Key to the album’s unified air is the sophomoric one-two punch of the chords that weave their way through the album. The E minor to A7 that holds up the main body of “Breathe” is perhaps the most effective phrase in rock history; an elegant seesaw between melancholic resignation and euphoric optimism. That simple device, which rises again in “Time”, “Us & Them” and “Any Colour You Like”, is pure tension and release, night and day, light and dark. The quality of the material and the singularity in which it’s presented never lets up, culminating
in “Brain Damage” and “Eclipse” – composed completely by Roger Waters – one of the finest climaxes in popular music.
Waters is quick to take credit for the thematic direction of the record and, as the record’s lyricist and the band’s most dynamic personality, he was certainly Dark Side…’s driving force. Throughout, his words strike a fearless balance between being shockingly direct and then encapsulating existential confusion; it’s some achievement to convey the duality of life and express the feeling of fumbling around in the dark searching for meaning.
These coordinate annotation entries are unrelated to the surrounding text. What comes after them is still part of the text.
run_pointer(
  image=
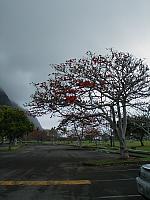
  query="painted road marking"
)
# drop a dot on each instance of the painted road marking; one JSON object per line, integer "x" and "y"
{"x": 44, "y": 183}
{"x": 120, "y": 196}
{"x": 111, "y": 180}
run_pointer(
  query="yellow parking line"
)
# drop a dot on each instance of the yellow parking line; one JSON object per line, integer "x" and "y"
{"x": 44, "y": 183}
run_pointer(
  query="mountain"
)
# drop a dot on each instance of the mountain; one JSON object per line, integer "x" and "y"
{"x": 4, "y": 100}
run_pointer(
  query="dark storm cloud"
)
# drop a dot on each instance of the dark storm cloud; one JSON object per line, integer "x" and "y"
{"x": 35, "y": 33}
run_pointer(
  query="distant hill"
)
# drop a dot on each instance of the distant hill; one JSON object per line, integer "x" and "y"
{"x": 4, "y": 100}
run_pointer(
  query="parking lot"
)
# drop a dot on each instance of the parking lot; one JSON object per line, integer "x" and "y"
{"x": 43, "y": 172}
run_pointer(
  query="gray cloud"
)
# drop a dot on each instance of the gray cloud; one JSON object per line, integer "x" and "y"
{"x": 35, "y": 33}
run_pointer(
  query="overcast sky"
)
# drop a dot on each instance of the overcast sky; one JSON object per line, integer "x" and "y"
{"x": 36, "y": 33}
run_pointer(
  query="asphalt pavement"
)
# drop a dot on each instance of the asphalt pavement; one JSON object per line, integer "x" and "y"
{"x": 56, "y": 172}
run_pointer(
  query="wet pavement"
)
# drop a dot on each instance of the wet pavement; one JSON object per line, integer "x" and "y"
{"x": 55, "y": 172}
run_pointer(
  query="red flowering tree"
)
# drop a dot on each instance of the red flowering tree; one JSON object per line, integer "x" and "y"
{"x": 99, "y": 86}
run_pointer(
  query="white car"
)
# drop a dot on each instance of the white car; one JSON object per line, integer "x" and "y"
{"x": 143, "y": 181}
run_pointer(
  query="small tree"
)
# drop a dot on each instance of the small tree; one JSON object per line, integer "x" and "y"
{"x": 14, "y": 123}
{"x": 103, "y": 86}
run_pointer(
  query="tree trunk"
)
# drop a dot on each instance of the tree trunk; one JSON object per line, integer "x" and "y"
{"x": 124, "y": 154}
{"x": 141, "y": 141}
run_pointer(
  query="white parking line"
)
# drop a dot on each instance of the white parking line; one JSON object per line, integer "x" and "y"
{"x": 111, "y": 180}
{"x": 120, "y": 196}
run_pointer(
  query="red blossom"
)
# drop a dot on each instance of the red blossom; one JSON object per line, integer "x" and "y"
{"x": 87, "y": 84}
{"x": 71, "y": 99}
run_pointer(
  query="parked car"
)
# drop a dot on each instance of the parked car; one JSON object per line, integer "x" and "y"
{"x": 143, "y": 181}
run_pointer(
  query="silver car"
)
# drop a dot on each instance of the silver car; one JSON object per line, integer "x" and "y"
{"x": 143, "y": 181}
While the album’s themes have been unfairly criticised as flimsy, or of having a naive view of mental illness, Waters’ glorious feat was being brave enough to try. “Eclipse”’s “And all that is now/And all that is gone/And all that’s to come/And everything under the sun is in tune” is succinct and startlingly perfect.
Perhaps a revelatory, Beatles-style trawl through the archives wouldn’t have suited this most mysterious of million-sellers. Dissecting Dark Side… into its lesser constituent ingredients makes little sense when the final product is such a wonderful example of what collectivism can achieve if, just for a moment, the balance between tension, talent, drive and compromise is reached. It found everyone involved, from engineer Alan Parsons, to sleeve designer Storm Thorgerson, to the four individuals in the band, operating at the very peak of their powers. In that respect, the animosity that continues to fester between the members – the tug of war over influence, credit, inspiration and business – seems even more unpleasant.
While there’s still much to delve into here, a box containing an older sibling’s scuffed second-hand copy of the album, with a joint taped to it, might have been a more fitting tribute.